Wrong. He made me drive on the friggin congested highway. During peak hour some more with heavy traffic. If first lesson ask me drive high way, next lesson teach me how to drift issit? sheesh.

It rained. Today.

rain-blog It rained when I was walking back from the basketball court. Normally, i would start swearing out loud and make a dash for it. But, there was something about today’s rain. It wasn’t exactly heavy, but it was thick, and light in a way. I actually stopped and looked up, closed my eyes and let the rain wash me. It was…soothing. I know la, some of you might say I’m crazy, standing in the middle of the road, getting drenched. But at that moment, my mind was completely blank. The cool bliss of immersing myself in that moment. I felt as if…as if I could just melt on that spot, along with rain.
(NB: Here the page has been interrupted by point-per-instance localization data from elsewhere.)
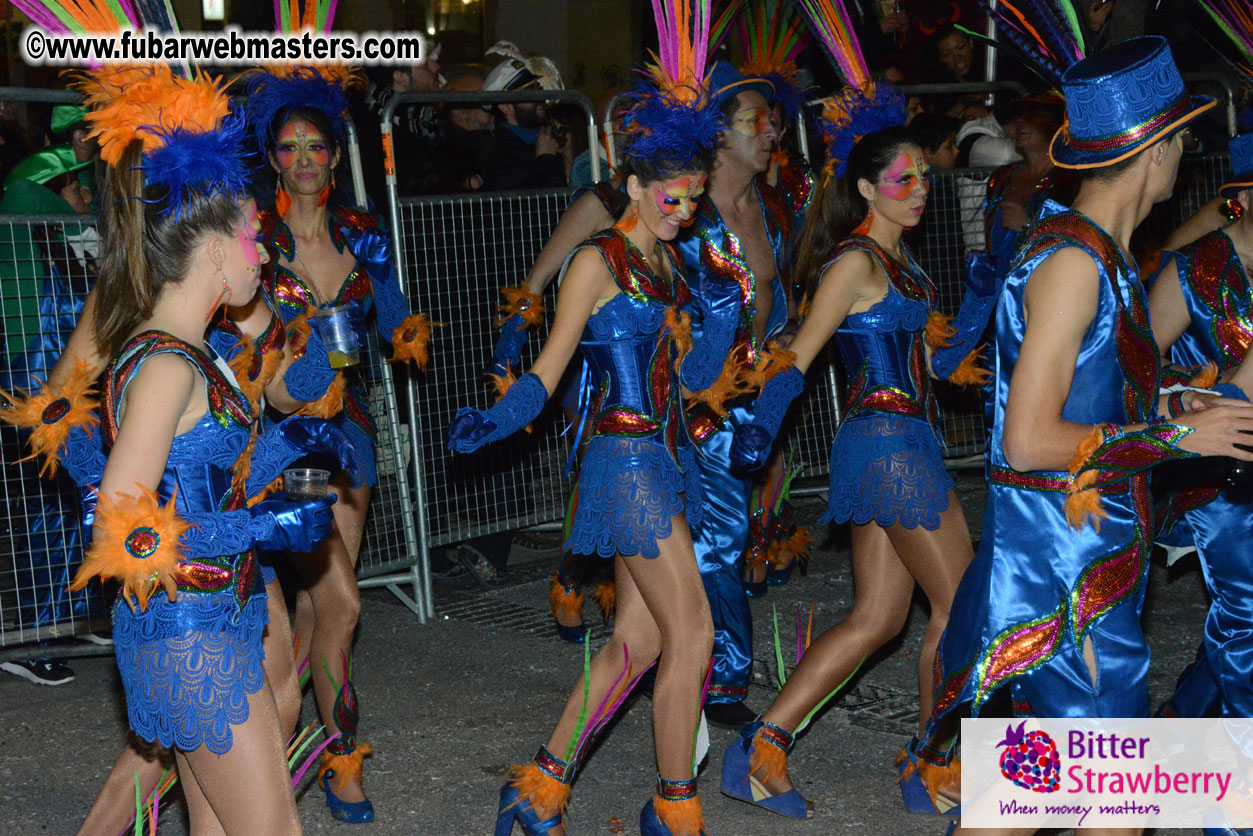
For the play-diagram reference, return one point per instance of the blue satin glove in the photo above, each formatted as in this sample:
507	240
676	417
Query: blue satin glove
297	527
308	377
970	325
295	438
508	355
372	248
721	303
521	404
751	445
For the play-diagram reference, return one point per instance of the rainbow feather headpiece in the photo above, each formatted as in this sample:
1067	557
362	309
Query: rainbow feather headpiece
672	117
191	141
1045	34
862	105
772	36
277	88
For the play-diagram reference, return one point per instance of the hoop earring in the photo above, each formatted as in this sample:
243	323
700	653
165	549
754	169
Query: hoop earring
282	199
222	297
629	222
863	227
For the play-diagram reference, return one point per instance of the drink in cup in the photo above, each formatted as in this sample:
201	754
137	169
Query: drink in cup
306	483
335	327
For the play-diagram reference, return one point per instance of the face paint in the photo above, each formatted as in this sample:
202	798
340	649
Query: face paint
301	142
751	122
905	174
679	196
247	235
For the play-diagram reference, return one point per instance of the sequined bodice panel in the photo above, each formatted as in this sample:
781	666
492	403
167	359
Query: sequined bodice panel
882	349
1216	291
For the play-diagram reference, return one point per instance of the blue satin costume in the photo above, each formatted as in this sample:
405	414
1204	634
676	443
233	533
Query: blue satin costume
639	466
1038	589
188	667
292	298
711	252
1217	295
886	463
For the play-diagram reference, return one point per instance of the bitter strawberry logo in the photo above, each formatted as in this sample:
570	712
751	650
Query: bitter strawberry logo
1030	760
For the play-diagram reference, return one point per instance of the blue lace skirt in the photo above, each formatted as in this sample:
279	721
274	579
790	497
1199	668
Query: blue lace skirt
887	469
189	667
628	491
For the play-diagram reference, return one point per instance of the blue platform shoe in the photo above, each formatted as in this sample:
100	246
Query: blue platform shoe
678	802
545	781
737	771
351	812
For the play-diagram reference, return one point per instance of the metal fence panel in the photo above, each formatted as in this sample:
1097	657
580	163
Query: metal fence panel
46	265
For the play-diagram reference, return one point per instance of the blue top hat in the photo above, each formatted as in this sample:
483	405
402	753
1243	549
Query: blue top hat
1242	166
726	82
1122	100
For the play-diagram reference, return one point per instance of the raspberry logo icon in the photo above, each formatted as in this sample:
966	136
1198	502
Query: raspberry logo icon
1030	760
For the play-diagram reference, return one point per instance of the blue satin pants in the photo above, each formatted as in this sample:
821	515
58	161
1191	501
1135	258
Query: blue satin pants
719	544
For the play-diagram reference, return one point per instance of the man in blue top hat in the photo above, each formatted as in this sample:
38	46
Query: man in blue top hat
736	260
1050	607
1202	311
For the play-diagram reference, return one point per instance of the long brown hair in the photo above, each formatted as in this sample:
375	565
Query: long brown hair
840	204
144	246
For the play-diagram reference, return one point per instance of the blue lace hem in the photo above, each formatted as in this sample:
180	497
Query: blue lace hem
887	470
628	491
189	667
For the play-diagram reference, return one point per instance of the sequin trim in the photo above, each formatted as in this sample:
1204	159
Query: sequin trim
1018	651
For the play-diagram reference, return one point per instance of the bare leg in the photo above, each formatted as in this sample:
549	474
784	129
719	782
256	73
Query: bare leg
114	806
331	580
253	770
886	563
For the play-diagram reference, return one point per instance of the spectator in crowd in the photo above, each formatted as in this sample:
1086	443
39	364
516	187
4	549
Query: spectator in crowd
523	152
937	137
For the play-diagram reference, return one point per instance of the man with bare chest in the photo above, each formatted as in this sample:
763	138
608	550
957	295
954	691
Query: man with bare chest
734	255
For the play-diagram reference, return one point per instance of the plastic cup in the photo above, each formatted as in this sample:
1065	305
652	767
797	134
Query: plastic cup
306	483
335	327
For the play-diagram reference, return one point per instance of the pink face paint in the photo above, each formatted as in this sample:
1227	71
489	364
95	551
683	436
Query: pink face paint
301	142
751	122
902	177
679	196
247	232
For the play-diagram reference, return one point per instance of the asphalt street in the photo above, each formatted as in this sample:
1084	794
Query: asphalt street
450	705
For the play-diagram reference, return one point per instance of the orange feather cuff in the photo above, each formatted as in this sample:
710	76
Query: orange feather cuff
51	414
137	543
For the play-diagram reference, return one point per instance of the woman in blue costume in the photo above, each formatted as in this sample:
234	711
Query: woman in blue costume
1202	312
325	255
622	303
172	523
886	471
1051	606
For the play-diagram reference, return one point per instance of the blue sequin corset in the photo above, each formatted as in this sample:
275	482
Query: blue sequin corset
638	469
188	666
1216	290
886	463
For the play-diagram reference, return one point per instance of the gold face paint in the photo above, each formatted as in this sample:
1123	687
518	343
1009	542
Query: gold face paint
902	177
301	142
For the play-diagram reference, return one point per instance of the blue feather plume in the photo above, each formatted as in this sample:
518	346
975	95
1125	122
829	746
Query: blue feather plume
270	94
667	132
197	166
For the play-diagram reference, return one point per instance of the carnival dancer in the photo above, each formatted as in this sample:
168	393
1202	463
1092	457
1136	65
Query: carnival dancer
172	523
326	256
1202	311
772	38
1076	426
734	255
887	475
623	302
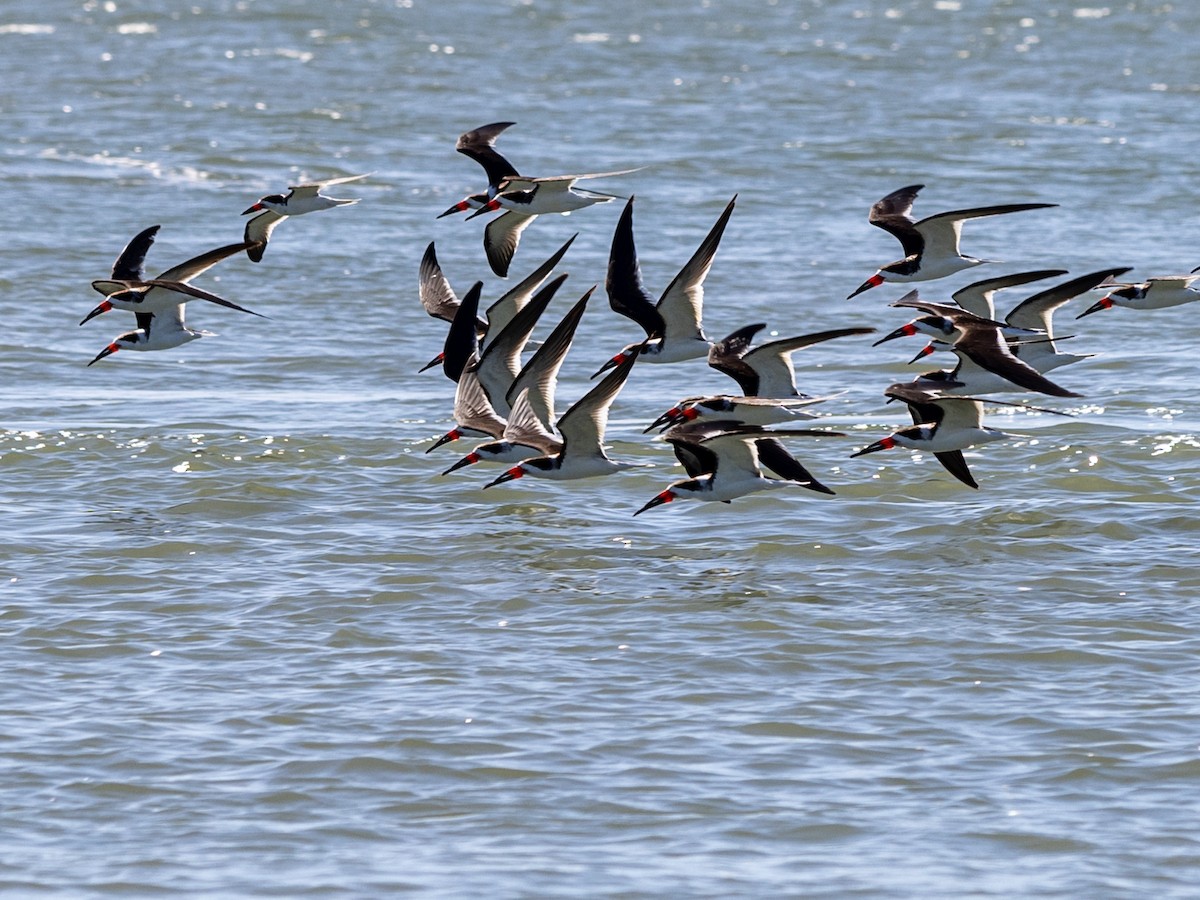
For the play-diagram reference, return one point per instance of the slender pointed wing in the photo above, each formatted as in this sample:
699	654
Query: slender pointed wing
130	265
311	189
501	239
480	147
689	449
258	233
555	179
689	443
539	377
503	310
1038	311
198	265
772	363
959	413
472	408
627	293
682	304
977	298
726	355
433	288
941	231
180	287
461	343
954	463
583	425
775	457
957	315
988	348
501	360
526	427
921	402
893	214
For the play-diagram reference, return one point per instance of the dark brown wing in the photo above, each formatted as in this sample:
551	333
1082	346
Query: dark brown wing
987	347
461	342
775	457
130	265
893	214
726	354
480	147
627	294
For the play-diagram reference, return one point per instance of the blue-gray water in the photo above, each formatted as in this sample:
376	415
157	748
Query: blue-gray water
256	646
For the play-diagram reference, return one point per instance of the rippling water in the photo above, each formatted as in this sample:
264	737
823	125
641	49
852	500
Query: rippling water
256	645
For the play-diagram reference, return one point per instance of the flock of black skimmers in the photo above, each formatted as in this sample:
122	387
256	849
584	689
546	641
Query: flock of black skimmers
505	382
157	304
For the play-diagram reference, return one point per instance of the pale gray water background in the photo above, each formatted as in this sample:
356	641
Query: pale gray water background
256	646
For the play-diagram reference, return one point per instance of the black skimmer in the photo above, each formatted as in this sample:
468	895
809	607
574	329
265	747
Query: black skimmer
479	144
978	340
931	245
979	297
531	401
127	288
525	437
549	195
474	409
1037	312
582	430
1157	293
748	411
767	370
503	233
499	363
473	412
725	460
436	294
461	346
673	325
274	208
155	331
942	425
539	196
441	301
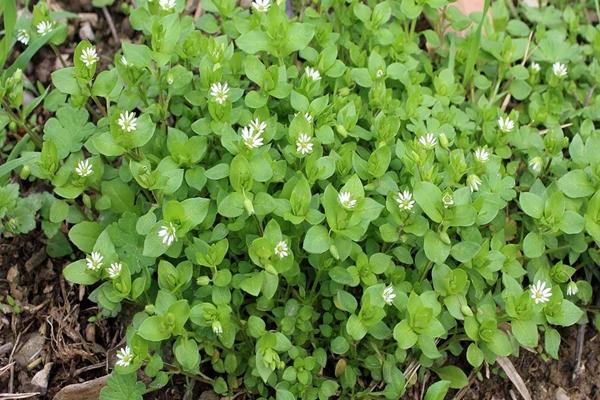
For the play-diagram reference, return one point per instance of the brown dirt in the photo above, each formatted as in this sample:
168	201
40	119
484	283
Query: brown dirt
45	320
546	379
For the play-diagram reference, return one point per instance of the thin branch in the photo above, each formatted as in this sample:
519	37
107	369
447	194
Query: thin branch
111	25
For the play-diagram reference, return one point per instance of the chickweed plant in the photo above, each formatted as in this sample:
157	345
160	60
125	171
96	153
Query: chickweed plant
332	204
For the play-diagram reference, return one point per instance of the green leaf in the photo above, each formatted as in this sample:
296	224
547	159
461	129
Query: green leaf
68	130
232	206
525	331
435	249
253	284
404	335
123	387
84	235
78	272
429	197
575	184
474	355
355	328
316	240
120	194
465	251
437	391
187	353
552	342
154	329
568	314
533	245
253	41
454	375
532	204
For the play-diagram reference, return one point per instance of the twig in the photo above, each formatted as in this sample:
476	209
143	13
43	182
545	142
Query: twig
510	370
579	353
525	58
6	368
588	96
111	25
7	396
544	131
58	55
198	11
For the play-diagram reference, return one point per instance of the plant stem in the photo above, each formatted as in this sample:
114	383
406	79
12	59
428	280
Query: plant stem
57	54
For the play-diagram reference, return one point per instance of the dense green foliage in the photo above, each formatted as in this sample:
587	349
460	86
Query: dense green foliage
303	207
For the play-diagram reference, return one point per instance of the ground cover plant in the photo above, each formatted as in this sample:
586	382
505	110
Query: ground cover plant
329	205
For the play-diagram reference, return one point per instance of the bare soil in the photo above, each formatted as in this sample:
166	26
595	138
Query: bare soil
48	333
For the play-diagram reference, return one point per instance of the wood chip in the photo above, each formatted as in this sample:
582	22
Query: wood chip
561	394
86	390
40	379
513	375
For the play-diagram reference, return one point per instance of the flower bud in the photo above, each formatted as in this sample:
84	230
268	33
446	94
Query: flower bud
24	173
572	289
443	140
334	252
248	206
203	280
445	238
466	310
87	201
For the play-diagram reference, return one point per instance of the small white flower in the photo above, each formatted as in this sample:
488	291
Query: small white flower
572	289
217	328
281	249
127	121
168	233
304	144
447	200
389	295
124	357
428	141
167	5
89	56
346	200
313	74
23	36
84	168
505	124
219	91
540	293
261	5
251	139
405	201
258	126
559	69
481	154
44	27
94	261
473	181
536	164
114	270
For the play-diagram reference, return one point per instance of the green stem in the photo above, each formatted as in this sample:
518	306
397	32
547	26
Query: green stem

Can’t really justify myself with words, but it was awesome.

I don’t hate the rain anymore. Maybe, this really taught me something. I’m deciphering it. Slow, but getting there.

To relive that moment, to live again.

It’s 12.20am, midnight. I’m here typing this. Why? Coz I like it. So sue me.

Hate feeling like this all over again. It breaks down everything I’ve been trying to build up. No, more like cover up. I don’t want to ooze weakness, to let my guard down, not even for a second, especially not in front of you. I deserve an ‘A’ for effort. always_raining_in_my_heart_by_chix0r Repetition gets annoying sometimes, no? Really, because I’m fuckin sick of telling myself how pathetic this situation is. To know that you already know the outcome, you know the truth, inevitable, yet desperately clinging on to some wild hope, lying to yourself. This is what I’ve molded myself into. Believe me, I hate it as much as you do.

The cause of all this? I don’t know. Not pointing fingers here.

To get tied up like this, dangling. I just wish those threads would break and let me fall, until I hit solid ground. Whether I break my neck or something, just let me hit ground so I can pick myself up again and learn to move on, even if I have to crawl.

Why? Why this? Why me? I could really just walk up and blurt out everything. I’ve considered the pro’s and con’s of that. Or maybe I could wait till the day she confronts me. Or maybe, I should really just continue to sulk here.

Do you feel it? Or is it just me? Closer but the wall is still there. Rock hard reality. Or just stubborn lies?